NVIDIA, HKU, and MIT Launch Fast-dLLM v2: 2.5× End-to-End Throughput Boost

NVIDIA, HKU, and MIT Launch Fast-dLLM v2: 2.5× End-to-End Throughput Boost

Autoregressive (AR) LLMs vs. Diffusion LLMs (dLLM)

Autoregressive (AR) large language models generate output sequentially, token-by-token, which limits inference efficiency.

Diffusion-type LLMs (dLLM) allow parallel generation, but traditionally struggle with:

  • KV cache reuse
  • Variable-length generation
  • Consistently outperforming AR in quality

---

Fast-dLLM v2 — Pragmatic Parallel Decoding

Fast-dLLM v2 adapts a pre-trained AR model into a Block-dLLM with only ~1B tokens of fine-tuning, enabling lossless migration.

Key benefits:

  • No need for massive datasets (Dream requires ~580B tokens)
  • Runs efficiently on A100/H100 GPUs
  • Up to 2.5× throughput boost without accuracy loss
image

📄 Resources:

---

Key Highlights

image

Minimal Data Adaptation

  • Only ~1B tokens of fine-tuning required
  • Works with existing AR models like Qwen2.5-Instruct 1.5B/7B
  • Avoids hundreds of billions of tokens needed by other approaches

AR-Friendly Architecture

  • Block-internal bidirectional attention + block-to-block causal attention
  • Preserves AR semantics, KV cache reuse, and variable-length generation
  • Uses complementary masking + token-shift for robust adaptation

Hierarchical Cache + Parallel Decoding

  • Block-level KV cache for efficiency
  • DualCache reduces redundant work during denoising/refinement
  • Confidence-thresholded parallel decoding boosts end-to-end speed

Large-Model Validation

  • At 7B scale, matches Qwen2.5-7B-Instruct quality
  • Throughput improvement: +2.54×

---

Methodology — From AR to Block Diffusion

image

1. Block Diffusion with AR-Friendly Attention

  • Split sequences into fixed-size blocks
  • Within-block: bidirectional attention → parallel denoising
  • Between-block: causal attention → preserves AR semantics
  • Complementary masking + token-shift → tokens learned in visible & masked states

2. Hierarchical Cache Structure

Block-Level Cache

  • Reuses KV for fully decoded blocks → native AR-style caching

DualCache (Sub-Block)

  • Stores prefix & suffix KV for partially decoded blocks
  • Avoids repeated computation during refinement cycles
image

3. Confidence-Aware Parallel Decoding

  • When confidence > threshold (e.g., 0.9), finalize multiple tokens at once
  • Low-confidence tokens → refined in later passes
  • Example (GSM8K):
  • Tokens/s: 39.1 → 101.7 (~2.6× speedup)
  • Accuracy impact: negligible

---

Practical Applications

Fast-dLLM v2 combines AR robustness with parallel efficiency, making it ideal for latency-sensitive workloads.

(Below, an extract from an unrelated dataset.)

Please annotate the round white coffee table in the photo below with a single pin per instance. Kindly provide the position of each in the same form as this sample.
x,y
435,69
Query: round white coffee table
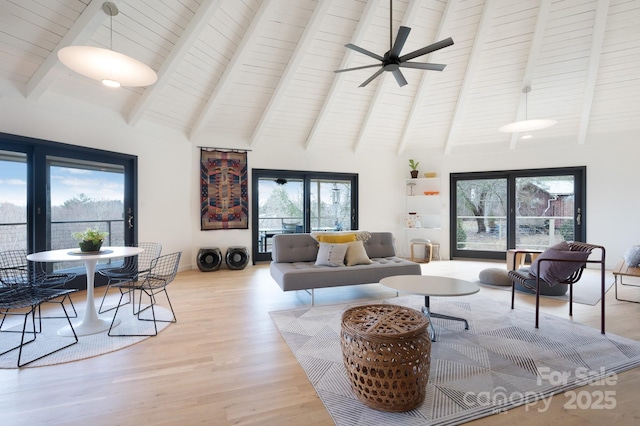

Monetization Example — AiToEarn

For creators, AiToEarn connects:

  • AI-powered content generation
  • Cross-platform publishing
  • Analytics + monetization

Platforms include:

Douyin, Kwai, WeChat, Bilibili, Xiaohongshu (Rednote), Facebook, Instagram, LinkedIn, Threads, YouTube, Pinterest, and X (Twitter).

It also provides:

  • Multi-platform analytics
  • AI model rankings
  • Open-source tools for scaling AI creativity into revenue
image

---

Performance Results

  • End-to-End Acceleration: Up to 2.5× speedup with maintained quality
  • 7B Model on A100:
  • Throughput: +2.54×
  • Accuracy: +5.2% (GSM8K) over Fast-dLLM-LLaDA
  • Scaling:
  • Larger batches on A100/H100 → acceleration grows
  • ~1.5× boost (A100) → up to ~1.8× (H100)
image

Benchmark Scores

  • 1.5B Model: Avg 45.0 — new SOTA among ~1B-parameter models
  • 7B Model: Avg 60.3 — beats Qwen2.5-7B-Nemo-FT (59.6) and Dream (57.6)
  • Benchmarks include HumanEval, MBPP, GSM8K, MATH, MMLU, GPQA, IFEval
image

---

Training Cost

Efficiency:

  • ~1B tokens vs Dream’s ~500B
  • Trained on 64 × A100 in just hours
  • Full reproducibility with provided configs

---

Conclusion

Fast-dLLM v2 =

AR → Block Diffusion in hours

2.5× throughput boost

Comparable or better accuracy

Low compute requirement

Tuning options for optimal balance:

  • Block size
  • Confidence threshold
  • Cache strategy

These gains enhance both developer productivity and content monetization workflows.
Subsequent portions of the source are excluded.